1. 1. Dear no one

6 2 0
                                    

Saat harimu di penuhi dengan kehampaan, saat hidupmu dipenuhi dengan kesunyian. Menurut kalian apa yang baik untuk di lakukan?
Mencari pasangan mungkin buka ide buruk.

Aku Bianca Debby.

Di umurku yang ke dua puluh satu ini, aku hanya menanggalkan pendapatan ku pada supermarket yang orang-orang selalu datangi.

Sebagai anak bungsu yang gagal, kuharap pasangan yang nanti menjadi teman perjalanan hidupku bisa membahagiakan.

Sebab kalian tau, hormon oksitosinku belum terisi_disini_

.

"Carilah teman kencan sekali-kali, mungkin bisa membuatmu lebih baik," suruh Jennie teman sepekerjaanku.
Dia adalah teman yang selalu memperhatikanku. Apalagi kalau tentang pasangan.
Pikirnya aku adalah wanita malang karena tak pernah mendapat pacar.

"Ini jauh lebih baik, Jen." Aku berujar masih dengan tangan yang berkutat, sibuk membersihkan meja kasir.

"Benarkah?" tanyanya yang hanya di balas gumaman santai olehku. Aku tau Jennie pasti tak menyangka karena aku bisa hidup tanpa kasih sayang seorang teman kencan_pacar maksudnya_ Sangat jauh berbeda dengan dirinya.

Namun, percayalah. Aku masih baik-baik saja, kok.

Kendati, mungkin butuh. Hanya saja, apa itu tak membuang-buang waktu?

Maksudku.

Jalan berdua, pergi ke bioskop, atau makan eskrim bersama.

Kurasa sendirianpun masih sanggup kulakukan.

"Berikan aku penjelasan," katanya sedikit menyentak dengan raut wajah menyelidik.

Ya ampun, tatapan macam apa itu?
Huh, wajah garang temanku ini memang patut di acungi empat jempol.

Seakan orang yang di sebut 'pacar' itu memang harus di miliki anak gadis seusiaku.

Padahal gak gitu juga 'kan?

Well, sebaiknya aku jujur saja kalau aku tak begitu paham apa yang Jennie katakan saat bertanya, "Untuk?"

Decakan sebal terdengar sampai pada runguku. Aku tau Jennie sebal karena ketidak mengertianku, jadi kupikir wanita bersurai cokelat itu mencoba bersabar kala ia melipat kedua tangannya di dada kala berujar, "Untuk semua yang kau rasakan." Ia memperjelas.

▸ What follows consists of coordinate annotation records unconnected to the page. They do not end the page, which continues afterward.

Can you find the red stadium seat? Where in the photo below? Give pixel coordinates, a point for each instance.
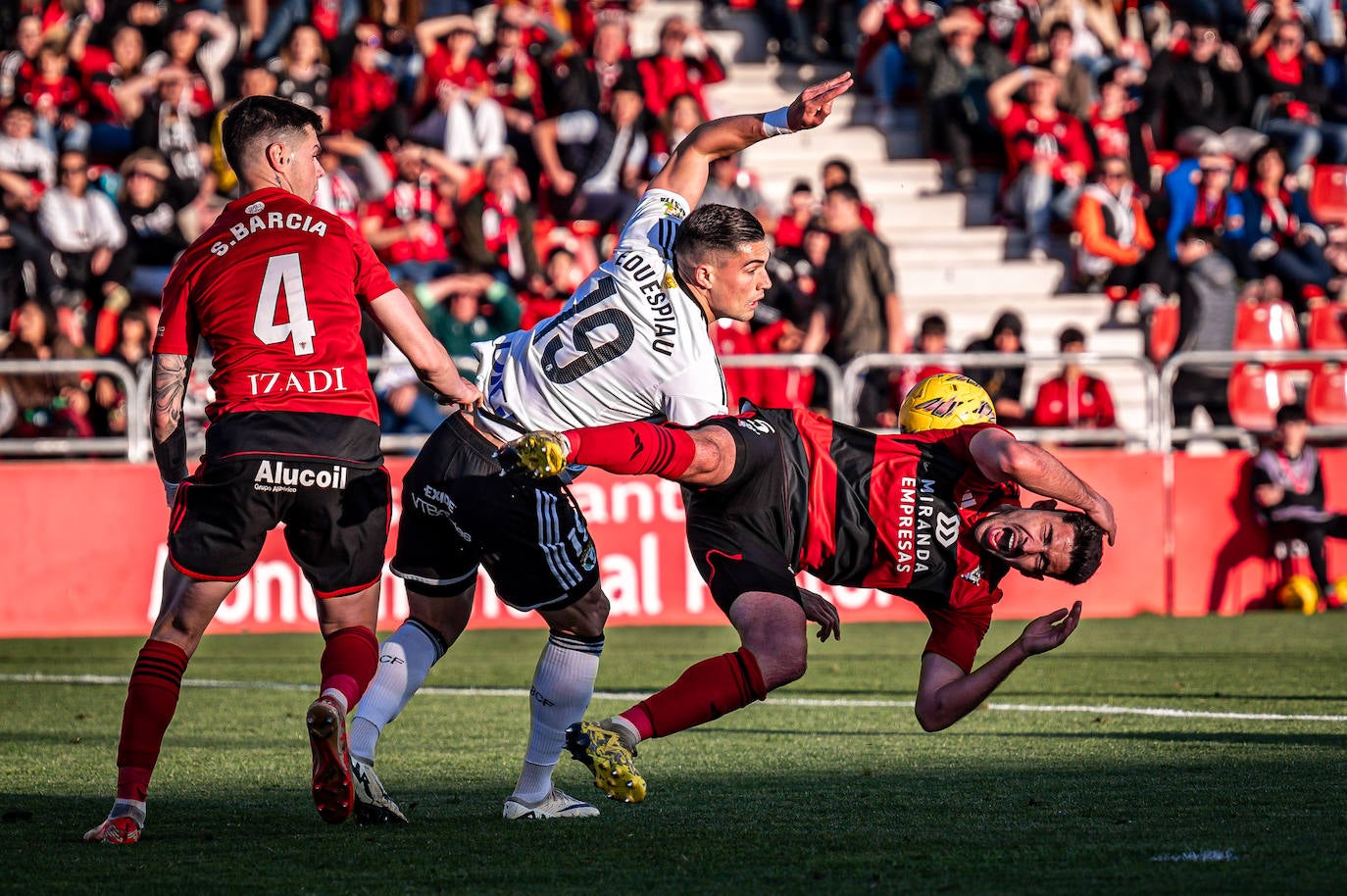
(1327, 400)
(1265, 324)
(1163, 335)
(1325, 327)
(1328, 195)
(1256, 392)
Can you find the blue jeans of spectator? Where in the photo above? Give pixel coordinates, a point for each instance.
(288, 14)
(147, 280)
(1308, 142)
(420, 271)
(1297, 267)
(1037, 197)
(889, 73)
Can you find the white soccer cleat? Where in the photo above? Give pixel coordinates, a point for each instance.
(374, 805)
(555, 805)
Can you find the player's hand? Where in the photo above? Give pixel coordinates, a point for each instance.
(462, 392)
(1050, 630)
(814, 105)
(817, 609)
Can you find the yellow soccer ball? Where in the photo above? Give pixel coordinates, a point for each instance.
(944, 402)
(1299, 593)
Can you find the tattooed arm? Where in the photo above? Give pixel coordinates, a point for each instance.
(170, 377)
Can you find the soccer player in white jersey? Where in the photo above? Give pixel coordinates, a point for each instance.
(630, 344)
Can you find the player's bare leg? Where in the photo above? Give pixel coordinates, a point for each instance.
(564, 683)
(152, 697)
(432, 624)
(349, 661)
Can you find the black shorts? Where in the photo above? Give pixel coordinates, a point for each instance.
(335, 519)
(460, 511)
(741, 531)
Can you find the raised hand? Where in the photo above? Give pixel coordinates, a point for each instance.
(814, 105)
(1051, 630)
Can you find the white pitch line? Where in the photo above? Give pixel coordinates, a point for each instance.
(38, 678)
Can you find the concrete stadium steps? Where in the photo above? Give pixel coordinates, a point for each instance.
(946, 251)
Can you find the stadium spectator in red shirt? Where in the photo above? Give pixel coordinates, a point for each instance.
(789, 227)
(294, 439)
(1117, 247)
(1073, 398)
(1048, 151)
(684, 64)
(364, 100)
(774, 492)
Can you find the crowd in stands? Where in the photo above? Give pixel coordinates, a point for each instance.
(488, 159)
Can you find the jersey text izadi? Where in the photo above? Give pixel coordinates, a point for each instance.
(271, 222)
(660, 308)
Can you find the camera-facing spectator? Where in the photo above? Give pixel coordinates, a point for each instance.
(1297, 99)
(1116, 240)
(21, 150)
(1281, 236)
(1073, 398)
(457, 108)
(683, 65)
(42, 405)
(958, 65)
(594, 161)
(301, 71)
(364, 99)
(1048, 150)
(497, 226)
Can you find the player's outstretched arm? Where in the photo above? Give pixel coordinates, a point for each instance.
(170, 435)
(687, 169)
(946, 694)
(1002, 457)
(396, 317)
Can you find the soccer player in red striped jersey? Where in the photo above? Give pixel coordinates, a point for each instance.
(928, 517)
(274, 287)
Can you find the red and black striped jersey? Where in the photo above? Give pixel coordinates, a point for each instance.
(895, 512)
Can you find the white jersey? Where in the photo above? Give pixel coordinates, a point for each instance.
(627, 345)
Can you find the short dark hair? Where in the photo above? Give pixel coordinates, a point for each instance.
(846, 190)
(259, 122)
(1072, 335)
(1086, 550)
(716, 227)
(1290, 414)
(933, 324)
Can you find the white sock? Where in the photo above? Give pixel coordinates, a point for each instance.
(404, 661)
(564, 684)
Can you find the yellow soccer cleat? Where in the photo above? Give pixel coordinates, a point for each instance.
(540, 454)
(604, 753)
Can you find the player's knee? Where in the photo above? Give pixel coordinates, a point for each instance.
(714, 458)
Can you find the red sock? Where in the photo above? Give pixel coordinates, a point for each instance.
(151, 700)
(633, 449)
(708, 690)
(349, 662)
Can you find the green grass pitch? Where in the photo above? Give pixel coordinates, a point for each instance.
(813, 792)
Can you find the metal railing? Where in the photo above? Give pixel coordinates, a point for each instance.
(129, 445)
(1224, 362)
(817, 363)
(1146, 437)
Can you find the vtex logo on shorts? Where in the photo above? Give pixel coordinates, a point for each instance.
(274, 475)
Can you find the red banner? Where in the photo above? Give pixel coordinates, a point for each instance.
(82, 547)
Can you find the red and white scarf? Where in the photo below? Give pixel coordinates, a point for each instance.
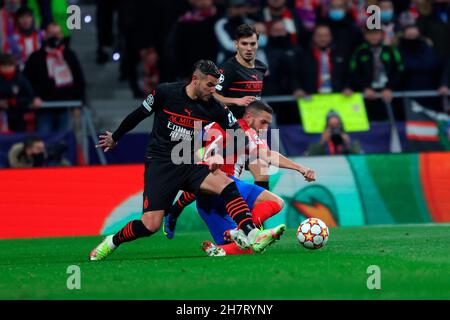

Semua yang ku rasakan katanya?!

Memangnya apa yang ku rasakan?

Selama ini, aku baik-baik saja hidup 'menjomblo' kala taman-temanku yang lain bahkan sudah mempunyai anak saat kita melakukan reuni SMA.

Jadi, kujawab apa adanya dengan mengatakan ,"Tidak ada." Santaiku mencoba abai pada expresi wanita tinggi bermulut seribu itu.

"Wah, benarkah? Seharusnya dengan umurmu yang sekarang ini kau mempunyai pacar, kamu kelamaan jomlo tahu!" paparnya, udah kaya emak-emak pedangang asin dah tuh dia.

Aku hanya memutar bola mata, malas meladeni Jennie yang suka mengoceh ini. Aku tau maksudnya memang baik.

Mungkin juga tidak.

Sebab aku yakin seyakin-yakinnya, kalau Jennie pasti bosan melihatku sendirian.

Balasan senyum yang kutunjukan tak membuat air muka teman sehari-hariku itu surut dari kata pemakluman.
"Sudahlah, kembali bekerja sana!" usirku pada Jennie mengalihkan pembicaraan.

Membuatnya kesal sampai-sampai memberi tatapan tak bersahabat padaku.

"Lima belas menit lagi juga selesai." Gumamnya memalingkan wajah menjauhkan presensinya dariku.